Back then, we also used miniatures, mainly just to show marching order and so that the DM would know who was affected by traps. All of these miniature sets are from the eighties; we occasionally consider using miniatures again but it takes away room for food, and food is more important now that it’s no longer Fritos and M&Ms. That big brown box underneath the Champions miniatures is also a box of miniatures; I picked it up at a yard sale and have no idea of the provenance of most of the figurines in it.

We don’t use miniatures, but we do still use props. Those two paper towel rolls contain ancient scrolls and maps—printed on laser printer and aged with Trader Joe’s tea. The Kalevala tarot is our version of the Deck of Many Things. It appears in Red Jack’s Gambling House in Helter Skelter.

In a lost alley there is a door behind a door and within it a deck of cards and fortune’s wheel.

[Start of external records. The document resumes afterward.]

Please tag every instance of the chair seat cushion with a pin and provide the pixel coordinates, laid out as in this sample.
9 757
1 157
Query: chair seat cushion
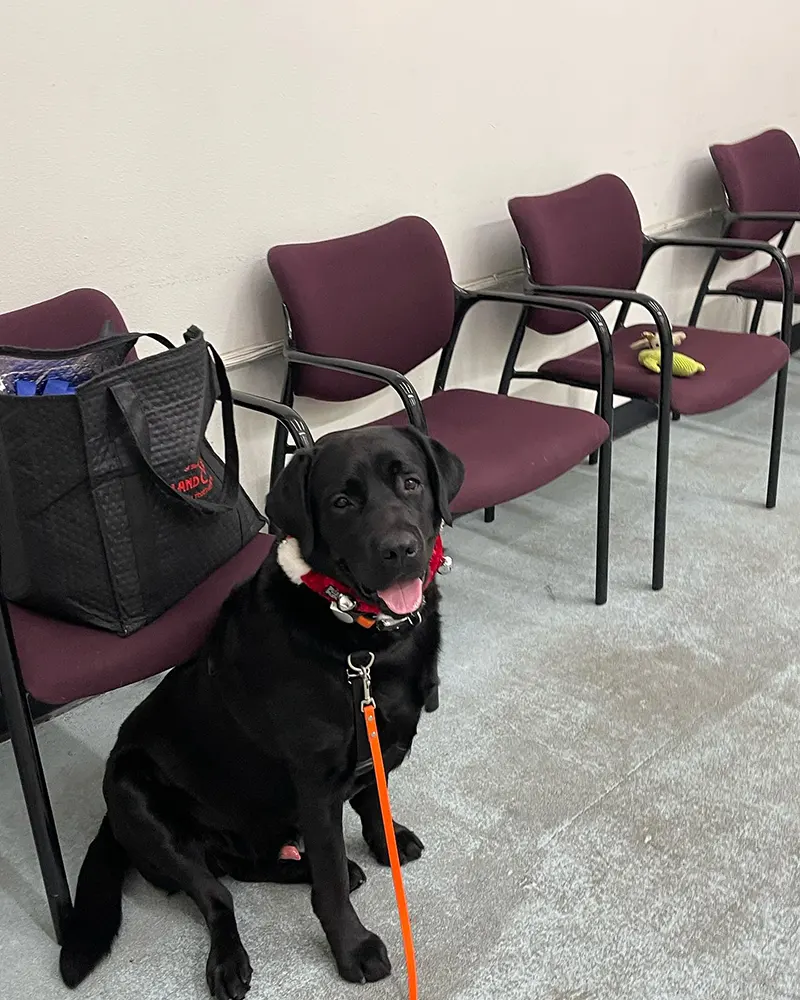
62 662
768 283
736 364
509 446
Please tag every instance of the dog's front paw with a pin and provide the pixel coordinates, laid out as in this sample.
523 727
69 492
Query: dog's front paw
409 846
367 961
228 971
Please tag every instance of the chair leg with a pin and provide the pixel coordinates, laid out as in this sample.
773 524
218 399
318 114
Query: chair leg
777 436
603 518
34 787
662 477
595 454
279 443
756 316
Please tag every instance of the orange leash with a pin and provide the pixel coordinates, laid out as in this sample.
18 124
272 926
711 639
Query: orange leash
368 708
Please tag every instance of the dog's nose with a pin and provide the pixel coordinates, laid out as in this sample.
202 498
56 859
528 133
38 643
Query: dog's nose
400 548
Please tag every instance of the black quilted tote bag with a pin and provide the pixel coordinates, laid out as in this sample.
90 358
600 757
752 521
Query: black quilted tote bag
113 506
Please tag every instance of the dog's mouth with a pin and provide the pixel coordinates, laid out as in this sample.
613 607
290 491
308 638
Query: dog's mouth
403 597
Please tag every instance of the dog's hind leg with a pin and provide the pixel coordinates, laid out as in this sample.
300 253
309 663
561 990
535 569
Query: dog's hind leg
146 817
286 872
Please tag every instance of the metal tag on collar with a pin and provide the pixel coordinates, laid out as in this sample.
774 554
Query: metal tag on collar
446 567
387 624
362 672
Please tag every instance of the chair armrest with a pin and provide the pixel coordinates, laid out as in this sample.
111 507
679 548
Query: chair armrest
762 246
589 313
290 418
626 295
400 384
762 216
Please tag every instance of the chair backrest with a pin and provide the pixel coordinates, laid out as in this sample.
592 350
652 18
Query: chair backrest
761 174
73 318
384 296
590 234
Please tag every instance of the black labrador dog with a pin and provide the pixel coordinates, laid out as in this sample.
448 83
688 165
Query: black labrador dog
240 761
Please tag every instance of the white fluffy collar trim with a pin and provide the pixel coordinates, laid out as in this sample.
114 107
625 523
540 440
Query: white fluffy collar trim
291 561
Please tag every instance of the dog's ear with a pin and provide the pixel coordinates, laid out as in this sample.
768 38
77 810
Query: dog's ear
446 471
289 503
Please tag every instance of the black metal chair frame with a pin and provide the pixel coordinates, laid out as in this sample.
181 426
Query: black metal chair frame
464 301
627 298
729 219
21 728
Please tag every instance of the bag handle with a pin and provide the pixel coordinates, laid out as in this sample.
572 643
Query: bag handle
130 407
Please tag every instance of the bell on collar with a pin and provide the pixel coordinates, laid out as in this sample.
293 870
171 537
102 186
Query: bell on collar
345 603
343 616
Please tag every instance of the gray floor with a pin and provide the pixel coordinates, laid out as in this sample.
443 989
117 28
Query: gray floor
607 795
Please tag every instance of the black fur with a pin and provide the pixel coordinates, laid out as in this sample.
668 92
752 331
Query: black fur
252 744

Upon the deck are forgotten gods; upon the wheel the world rests.

Using a tarot deck with the gods of the Kalevala for “forgotten gods” was a nice touch, and purely random: I picked up the deck because it was only $5.00 at Borders and it looked cool. I used it for Red Jack because it was, in fact, cool and because I had it on hand.

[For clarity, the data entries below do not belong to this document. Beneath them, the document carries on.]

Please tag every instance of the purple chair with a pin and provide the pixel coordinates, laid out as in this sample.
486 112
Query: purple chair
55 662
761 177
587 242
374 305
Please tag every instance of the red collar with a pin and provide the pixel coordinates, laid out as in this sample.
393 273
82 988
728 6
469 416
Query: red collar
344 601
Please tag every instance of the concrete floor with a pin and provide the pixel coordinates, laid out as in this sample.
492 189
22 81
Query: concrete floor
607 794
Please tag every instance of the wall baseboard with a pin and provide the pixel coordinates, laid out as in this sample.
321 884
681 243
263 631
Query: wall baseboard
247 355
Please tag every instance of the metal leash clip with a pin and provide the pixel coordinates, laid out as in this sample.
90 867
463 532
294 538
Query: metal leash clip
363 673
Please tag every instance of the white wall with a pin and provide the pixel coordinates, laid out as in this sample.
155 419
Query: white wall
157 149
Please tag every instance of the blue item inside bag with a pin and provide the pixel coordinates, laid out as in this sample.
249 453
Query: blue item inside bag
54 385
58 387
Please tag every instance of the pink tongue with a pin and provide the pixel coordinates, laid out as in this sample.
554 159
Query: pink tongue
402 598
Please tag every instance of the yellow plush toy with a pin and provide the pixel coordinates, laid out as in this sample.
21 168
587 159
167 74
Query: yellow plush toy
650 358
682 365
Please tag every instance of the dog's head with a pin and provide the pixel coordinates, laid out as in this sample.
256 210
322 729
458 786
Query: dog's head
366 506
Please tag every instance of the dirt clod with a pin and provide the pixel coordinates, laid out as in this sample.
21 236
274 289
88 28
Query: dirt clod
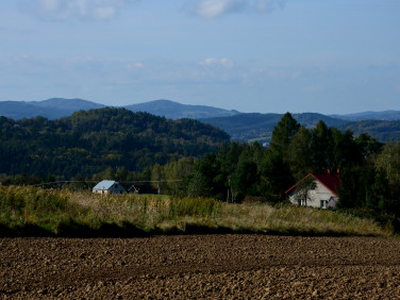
200 267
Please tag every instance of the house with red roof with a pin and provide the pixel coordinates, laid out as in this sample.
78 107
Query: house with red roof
323 194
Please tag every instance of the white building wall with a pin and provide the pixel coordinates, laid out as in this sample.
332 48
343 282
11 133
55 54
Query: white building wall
315 196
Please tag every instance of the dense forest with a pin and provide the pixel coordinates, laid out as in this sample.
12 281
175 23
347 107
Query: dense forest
89 142
369 170
191 158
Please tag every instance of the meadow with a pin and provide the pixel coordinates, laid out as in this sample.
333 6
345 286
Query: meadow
33 211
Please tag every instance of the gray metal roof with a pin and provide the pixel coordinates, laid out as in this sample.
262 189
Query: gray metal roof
104 185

Despite what it looks like here, I’m not a big buyer of box sets. I picked Everway up from Adventure Retail at the San Diego Comic-Con many years ago from a huge pile for $5.00. Cyborg Commando came from a dollar store for—a dollar. This dollar store was on the corner around the block from my apartment at the time; this find made me go in there much more often afterward, but no new games showed up. Cyborg Commando is interesting in that it uses a similar system to Gygax’s later Dangerous Journeys.